If you are really sure that these pages are the same, try checking the body content (if two or more pages have the same MD5 of the content, those pages are the same) or look for a form that generate those URLs.

novaleaf · on Sept 30, 2013

great tip on the md5, thanks

0xbadcafebee · on Sept 30, 2013

Crawlers are one of those projects that's honestly best left to someone else. Fun for a hobby, but a nightmare to get right, and someone has already done the work for you. The exception is limited-use tools like Wget that can give you practical results for small-domain retrieval, but then kill you on CPU and memory and is impossible to scale; use a better tool or customize an existing one if you need to support large-scale crawls.

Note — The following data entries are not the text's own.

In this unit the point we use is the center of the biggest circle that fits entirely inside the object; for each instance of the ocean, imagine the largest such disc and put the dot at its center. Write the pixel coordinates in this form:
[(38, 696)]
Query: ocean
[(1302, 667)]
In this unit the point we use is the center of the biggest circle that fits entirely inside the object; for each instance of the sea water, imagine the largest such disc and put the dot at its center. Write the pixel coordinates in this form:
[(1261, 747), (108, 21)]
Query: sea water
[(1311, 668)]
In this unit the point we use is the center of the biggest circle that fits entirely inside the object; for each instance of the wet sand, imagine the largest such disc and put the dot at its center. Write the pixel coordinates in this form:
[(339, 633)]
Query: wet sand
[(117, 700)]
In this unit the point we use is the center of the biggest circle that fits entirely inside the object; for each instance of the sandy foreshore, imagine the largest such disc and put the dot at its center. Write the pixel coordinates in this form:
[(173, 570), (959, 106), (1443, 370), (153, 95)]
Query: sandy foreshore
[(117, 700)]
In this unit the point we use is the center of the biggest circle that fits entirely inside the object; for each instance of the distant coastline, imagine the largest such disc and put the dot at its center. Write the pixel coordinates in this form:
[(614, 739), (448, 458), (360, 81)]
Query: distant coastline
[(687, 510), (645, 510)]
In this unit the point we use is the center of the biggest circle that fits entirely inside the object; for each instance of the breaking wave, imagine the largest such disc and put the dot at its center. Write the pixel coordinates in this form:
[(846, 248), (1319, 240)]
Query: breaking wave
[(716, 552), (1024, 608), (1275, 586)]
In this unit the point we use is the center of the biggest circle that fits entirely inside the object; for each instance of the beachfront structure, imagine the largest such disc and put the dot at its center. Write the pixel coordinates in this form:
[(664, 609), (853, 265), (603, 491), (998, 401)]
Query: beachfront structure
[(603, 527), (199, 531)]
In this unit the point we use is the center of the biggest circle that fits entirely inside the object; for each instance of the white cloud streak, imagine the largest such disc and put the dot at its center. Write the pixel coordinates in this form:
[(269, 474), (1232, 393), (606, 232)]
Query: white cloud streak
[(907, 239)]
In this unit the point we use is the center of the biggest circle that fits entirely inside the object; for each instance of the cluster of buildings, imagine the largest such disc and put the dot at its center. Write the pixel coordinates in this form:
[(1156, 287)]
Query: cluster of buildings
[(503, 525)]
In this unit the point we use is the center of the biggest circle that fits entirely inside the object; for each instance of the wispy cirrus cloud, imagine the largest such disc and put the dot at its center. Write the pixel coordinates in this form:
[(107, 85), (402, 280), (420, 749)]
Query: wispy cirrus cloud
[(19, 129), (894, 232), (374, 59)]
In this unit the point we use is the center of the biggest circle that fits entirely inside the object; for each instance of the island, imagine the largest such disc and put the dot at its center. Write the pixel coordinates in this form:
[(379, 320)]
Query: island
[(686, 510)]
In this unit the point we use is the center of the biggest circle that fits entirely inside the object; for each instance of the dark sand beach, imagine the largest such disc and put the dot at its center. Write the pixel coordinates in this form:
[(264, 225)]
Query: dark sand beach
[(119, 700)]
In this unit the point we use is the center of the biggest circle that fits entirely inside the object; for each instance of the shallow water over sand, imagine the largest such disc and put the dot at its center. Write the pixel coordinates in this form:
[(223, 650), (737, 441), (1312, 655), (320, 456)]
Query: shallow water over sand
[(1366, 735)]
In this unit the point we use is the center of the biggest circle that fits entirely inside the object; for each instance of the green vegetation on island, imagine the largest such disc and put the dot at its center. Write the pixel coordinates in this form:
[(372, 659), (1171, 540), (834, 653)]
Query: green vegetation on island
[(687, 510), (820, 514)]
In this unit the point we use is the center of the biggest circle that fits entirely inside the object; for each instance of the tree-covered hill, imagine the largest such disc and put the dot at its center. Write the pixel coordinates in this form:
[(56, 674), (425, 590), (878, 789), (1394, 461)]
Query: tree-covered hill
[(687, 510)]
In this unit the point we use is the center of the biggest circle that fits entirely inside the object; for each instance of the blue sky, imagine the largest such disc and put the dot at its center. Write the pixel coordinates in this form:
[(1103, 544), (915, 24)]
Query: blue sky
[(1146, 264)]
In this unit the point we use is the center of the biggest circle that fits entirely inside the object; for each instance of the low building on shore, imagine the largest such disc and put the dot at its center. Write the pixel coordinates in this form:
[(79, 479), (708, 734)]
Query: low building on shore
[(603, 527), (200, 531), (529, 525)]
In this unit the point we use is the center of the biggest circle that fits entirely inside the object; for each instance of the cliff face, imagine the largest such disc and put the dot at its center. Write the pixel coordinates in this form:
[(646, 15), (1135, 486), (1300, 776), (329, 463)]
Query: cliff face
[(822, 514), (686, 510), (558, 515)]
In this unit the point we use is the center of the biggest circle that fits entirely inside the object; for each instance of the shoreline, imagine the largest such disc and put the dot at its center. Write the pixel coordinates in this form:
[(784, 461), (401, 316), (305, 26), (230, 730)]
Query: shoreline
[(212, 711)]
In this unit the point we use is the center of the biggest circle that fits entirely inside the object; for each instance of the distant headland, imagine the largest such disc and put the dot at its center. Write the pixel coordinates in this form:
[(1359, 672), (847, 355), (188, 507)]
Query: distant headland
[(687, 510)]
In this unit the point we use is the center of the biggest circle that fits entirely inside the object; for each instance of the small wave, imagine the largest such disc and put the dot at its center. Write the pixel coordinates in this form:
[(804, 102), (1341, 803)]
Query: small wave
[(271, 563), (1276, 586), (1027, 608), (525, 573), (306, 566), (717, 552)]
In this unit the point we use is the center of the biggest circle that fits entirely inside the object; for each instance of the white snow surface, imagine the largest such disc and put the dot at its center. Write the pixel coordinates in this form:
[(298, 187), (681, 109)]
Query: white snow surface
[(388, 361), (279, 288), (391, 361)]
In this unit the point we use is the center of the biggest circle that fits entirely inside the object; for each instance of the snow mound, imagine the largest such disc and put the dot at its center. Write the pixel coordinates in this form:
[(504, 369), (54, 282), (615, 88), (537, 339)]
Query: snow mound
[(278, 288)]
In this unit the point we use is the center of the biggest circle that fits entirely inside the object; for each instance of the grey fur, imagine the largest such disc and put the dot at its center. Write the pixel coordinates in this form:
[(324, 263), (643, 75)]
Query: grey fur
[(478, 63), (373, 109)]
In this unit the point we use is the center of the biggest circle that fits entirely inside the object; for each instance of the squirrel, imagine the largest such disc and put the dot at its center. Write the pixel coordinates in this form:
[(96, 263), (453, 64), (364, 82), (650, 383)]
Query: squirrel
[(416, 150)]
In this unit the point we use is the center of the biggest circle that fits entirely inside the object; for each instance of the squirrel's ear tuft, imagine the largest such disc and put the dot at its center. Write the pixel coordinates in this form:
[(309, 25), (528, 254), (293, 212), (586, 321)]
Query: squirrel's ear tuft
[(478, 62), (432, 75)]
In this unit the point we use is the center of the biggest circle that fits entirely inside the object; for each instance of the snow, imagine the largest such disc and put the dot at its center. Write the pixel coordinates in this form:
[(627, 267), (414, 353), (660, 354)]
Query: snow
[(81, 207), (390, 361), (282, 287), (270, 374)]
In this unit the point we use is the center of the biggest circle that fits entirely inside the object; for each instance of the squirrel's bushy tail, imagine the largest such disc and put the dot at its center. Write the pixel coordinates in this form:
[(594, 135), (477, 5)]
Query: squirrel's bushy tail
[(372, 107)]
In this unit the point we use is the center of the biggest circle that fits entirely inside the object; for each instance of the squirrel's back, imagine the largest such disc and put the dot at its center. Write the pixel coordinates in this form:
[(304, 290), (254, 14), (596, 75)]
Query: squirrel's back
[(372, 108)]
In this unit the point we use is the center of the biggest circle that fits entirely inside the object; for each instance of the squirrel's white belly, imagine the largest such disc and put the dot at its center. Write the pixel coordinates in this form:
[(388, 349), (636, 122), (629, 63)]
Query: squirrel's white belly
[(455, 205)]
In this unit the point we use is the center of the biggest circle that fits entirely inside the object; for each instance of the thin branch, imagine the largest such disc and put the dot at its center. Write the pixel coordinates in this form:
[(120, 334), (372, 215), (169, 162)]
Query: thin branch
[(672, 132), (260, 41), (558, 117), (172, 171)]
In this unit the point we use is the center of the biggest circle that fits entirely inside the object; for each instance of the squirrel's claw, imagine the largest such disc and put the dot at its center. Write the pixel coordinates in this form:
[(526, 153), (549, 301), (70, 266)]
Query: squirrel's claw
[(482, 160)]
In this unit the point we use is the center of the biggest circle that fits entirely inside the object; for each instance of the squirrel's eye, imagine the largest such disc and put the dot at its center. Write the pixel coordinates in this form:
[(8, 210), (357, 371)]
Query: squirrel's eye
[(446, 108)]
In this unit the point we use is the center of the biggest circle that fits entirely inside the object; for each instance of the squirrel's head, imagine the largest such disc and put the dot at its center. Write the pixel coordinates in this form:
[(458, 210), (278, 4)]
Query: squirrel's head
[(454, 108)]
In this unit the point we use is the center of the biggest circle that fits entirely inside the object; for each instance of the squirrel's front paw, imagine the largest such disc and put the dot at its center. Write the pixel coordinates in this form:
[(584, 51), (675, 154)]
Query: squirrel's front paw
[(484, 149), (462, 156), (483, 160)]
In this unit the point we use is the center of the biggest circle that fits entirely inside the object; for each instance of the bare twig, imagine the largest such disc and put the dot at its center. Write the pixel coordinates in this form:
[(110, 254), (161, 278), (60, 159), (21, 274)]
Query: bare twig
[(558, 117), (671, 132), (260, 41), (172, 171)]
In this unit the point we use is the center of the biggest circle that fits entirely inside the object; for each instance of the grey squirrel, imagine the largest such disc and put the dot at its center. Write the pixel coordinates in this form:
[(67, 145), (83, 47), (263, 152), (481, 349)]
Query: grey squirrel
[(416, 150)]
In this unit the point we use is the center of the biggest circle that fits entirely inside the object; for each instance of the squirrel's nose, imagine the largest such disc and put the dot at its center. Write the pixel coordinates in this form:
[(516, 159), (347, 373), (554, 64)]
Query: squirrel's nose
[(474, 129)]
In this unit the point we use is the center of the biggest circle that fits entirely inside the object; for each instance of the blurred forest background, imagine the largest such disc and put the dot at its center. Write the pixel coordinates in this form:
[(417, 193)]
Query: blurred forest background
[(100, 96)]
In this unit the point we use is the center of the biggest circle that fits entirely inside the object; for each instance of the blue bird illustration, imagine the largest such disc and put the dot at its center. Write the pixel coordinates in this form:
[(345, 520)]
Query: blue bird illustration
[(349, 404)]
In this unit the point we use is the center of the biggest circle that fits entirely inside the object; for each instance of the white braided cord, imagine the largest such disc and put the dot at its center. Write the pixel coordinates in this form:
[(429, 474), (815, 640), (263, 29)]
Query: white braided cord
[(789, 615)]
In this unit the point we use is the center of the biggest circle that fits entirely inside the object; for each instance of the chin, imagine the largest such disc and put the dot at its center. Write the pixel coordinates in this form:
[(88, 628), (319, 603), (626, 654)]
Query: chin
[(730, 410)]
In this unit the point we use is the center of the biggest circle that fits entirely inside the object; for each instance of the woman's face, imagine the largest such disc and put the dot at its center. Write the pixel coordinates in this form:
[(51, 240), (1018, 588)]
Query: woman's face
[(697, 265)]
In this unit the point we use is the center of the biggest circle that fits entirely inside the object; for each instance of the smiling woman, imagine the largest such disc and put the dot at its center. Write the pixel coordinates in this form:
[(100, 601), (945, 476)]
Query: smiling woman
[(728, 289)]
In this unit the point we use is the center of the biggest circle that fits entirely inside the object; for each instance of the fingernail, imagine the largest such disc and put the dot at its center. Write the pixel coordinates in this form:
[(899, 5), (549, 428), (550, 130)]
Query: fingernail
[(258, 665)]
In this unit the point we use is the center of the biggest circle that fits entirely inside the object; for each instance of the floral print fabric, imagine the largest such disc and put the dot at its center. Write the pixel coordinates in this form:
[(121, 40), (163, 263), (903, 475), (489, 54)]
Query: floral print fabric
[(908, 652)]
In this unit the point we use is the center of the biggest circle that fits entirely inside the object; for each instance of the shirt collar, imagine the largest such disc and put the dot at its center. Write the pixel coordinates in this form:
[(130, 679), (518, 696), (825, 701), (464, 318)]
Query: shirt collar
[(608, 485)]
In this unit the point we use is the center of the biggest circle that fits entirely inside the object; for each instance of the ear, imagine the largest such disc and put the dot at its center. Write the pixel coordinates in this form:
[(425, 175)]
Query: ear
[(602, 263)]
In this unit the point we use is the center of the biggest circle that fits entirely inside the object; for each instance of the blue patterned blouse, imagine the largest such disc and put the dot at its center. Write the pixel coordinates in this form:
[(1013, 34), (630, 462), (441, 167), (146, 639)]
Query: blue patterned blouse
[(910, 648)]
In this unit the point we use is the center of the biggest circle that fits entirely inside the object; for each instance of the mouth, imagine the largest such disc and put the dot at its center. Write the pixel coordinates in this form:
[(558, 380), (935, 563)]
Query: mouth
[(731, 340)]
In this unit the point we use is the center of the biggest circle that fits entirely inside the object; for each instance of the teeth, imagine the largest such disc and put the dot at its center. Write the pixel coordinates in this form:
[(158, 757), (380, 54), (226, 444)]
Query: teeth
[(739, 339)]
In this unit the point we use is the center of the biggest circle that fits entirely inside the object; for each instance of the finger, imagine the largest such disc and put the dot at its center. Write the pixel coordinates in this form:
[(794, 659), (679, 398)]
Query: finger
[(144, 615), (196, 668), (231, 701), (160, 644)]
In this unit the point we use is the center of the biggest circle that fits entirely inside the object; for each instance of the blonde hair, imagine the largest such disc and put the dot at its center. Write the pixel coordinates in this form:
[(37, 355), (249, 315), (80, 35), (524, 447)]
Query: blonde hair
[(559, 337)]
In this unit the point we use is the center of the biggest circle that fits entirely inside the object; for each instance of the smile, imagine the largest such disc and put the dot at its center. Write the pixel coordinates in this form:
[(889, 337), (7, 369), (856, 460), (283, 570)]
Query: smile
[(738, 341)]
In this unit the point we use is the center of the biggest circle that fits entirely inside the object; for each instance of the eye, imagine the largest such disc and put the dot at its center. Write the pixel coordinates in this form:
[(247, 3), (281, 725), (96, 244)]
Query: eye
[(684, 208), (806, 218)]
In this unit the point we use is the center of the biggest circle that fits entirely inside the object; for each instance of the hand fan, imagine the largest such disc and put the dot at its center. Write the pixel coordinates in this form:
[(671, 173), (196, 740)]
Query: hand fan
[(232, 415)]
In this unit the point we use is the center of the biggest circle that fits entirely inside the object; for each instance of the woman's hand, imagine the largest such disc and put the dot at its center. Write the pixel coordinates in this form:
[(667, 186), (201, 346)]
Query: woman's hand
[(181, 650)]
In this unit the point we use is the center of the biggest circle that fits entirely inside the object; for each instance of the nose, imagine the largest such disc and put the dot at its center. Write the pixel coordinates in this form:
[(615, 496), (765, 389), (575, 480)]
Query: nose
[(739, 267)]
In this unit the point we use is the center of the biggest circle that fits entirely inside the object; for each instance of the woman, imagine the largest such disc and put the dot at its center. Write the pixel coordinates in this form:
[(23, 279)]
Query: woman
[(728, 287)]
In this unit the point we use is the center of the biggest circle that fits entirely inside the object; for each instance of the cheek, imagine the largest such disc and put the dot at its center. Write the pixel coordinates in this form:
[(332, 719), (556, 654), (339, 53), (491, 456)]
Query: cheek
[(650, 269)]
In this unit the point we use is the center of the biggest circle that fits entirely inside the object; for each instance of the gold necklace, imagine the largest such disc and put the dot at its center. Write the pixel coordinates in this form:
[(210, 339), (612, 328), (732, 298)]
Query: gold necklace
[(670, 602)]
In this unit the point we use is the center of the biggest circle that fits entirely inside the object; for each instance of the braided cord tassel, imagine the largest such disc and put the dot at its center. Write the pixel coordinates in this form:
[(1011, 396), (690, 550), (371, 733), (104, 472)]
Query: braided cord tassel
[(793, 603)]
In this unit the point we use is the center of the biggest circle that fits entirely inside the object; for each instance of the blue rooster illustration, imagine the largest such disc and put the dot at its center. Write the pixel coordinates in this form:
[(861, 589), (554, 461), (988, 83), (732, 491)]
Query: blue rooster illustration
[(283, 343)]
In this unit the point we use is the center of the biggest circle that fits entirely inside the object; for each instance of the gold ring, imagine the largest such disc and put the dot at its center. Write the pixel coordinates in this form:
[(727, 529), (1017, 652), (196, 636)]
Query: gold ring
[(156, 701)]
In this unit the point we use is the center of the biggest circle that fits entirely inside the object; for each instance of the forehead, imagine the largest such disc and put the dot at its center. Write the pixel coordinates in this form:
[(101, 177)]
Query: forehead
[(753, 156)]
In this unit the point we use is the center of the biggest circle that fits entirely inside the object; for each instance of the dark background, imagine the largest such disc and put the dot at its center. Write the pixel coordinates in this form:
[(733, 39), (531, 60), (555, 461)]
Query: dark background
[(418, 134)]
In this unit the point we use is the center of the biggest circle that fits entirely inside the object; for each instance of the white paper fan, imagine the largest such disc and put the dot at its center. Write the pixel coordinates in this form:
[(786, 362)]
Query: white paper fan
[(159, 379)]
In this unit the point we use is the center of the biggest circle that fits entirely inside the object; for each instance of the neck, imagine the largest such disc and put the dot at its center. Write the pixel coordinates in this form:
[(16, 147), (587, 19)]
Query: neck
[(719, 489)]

Some of the "little things" matter much more than your content analyzer or HTTP parsing - DNS performance and multi-homing being just a few that can have drastic effects.

Just as an example of how complex it gets, here's a brief overview of some of the features all crawlers should take into account: http://en.wikipedia.org/wiki/Web_crawler

drakaal · on Sept 29, 2013

The Content Extractor is overly simple. You don't want all the Anchor tags for most things, you want the ones that aren't part of the page template.

It took a lot of man hours to build the content extractor we use for our search engine.

https://www.mashape.com/stremor/stremor-content-extractor

Also because not every site has a SiteMap, or well linked site structure you may have to turn to Social like FB and Twitter if you want to get everything.

gpsarakis · on Sept 30, 2013

Are you using MySQL in your example?

  > id is an incremental value, I choose 11 as a length 
  for this primary key but this value is defined 
  by the number of pages you’ll need to index

This is a bit confusing. You'd generally be better off with INT UNSIGNED as it doubles the range for auto-increment columns.

Also the visited field would be better to be represented by a timestamp, choosing the right datatype does matter in large tables.

gondo · on Sept 30, 2013

couple of additional points: - encoding - your input will have different encodings and its quite hard to guess the correct one, however you should at least try to convert everything into 1 encoding (f.e. utf8)

- by setting CURLOPT_ENCODING to '' you don't have to worry about (un)gzipping as curl ll do this for you (or it should)

- it might be a good idea to use url hash as url id (f.e. crc32)

- you should check content-length and content-type to avoid downloading huge files

btw your coding style is very disturbing. there shouldn't be spaces before or after ->

elchief · on Sept 30, 2013

crawler4j is a nice open source (Apache 2) Java web crawler.

Multi-threaded. Built-in page delay (200ms default). Does HTTPS, headers, POST, cookies, follows robots.txt .

I prefer it to nutch for small to medium sized jobs.

https://code.google.com/p/crawler4j/

ghostdiver · on Sept 30, 2013

PHP + MySQL is the most unfortunate technology stack for this project.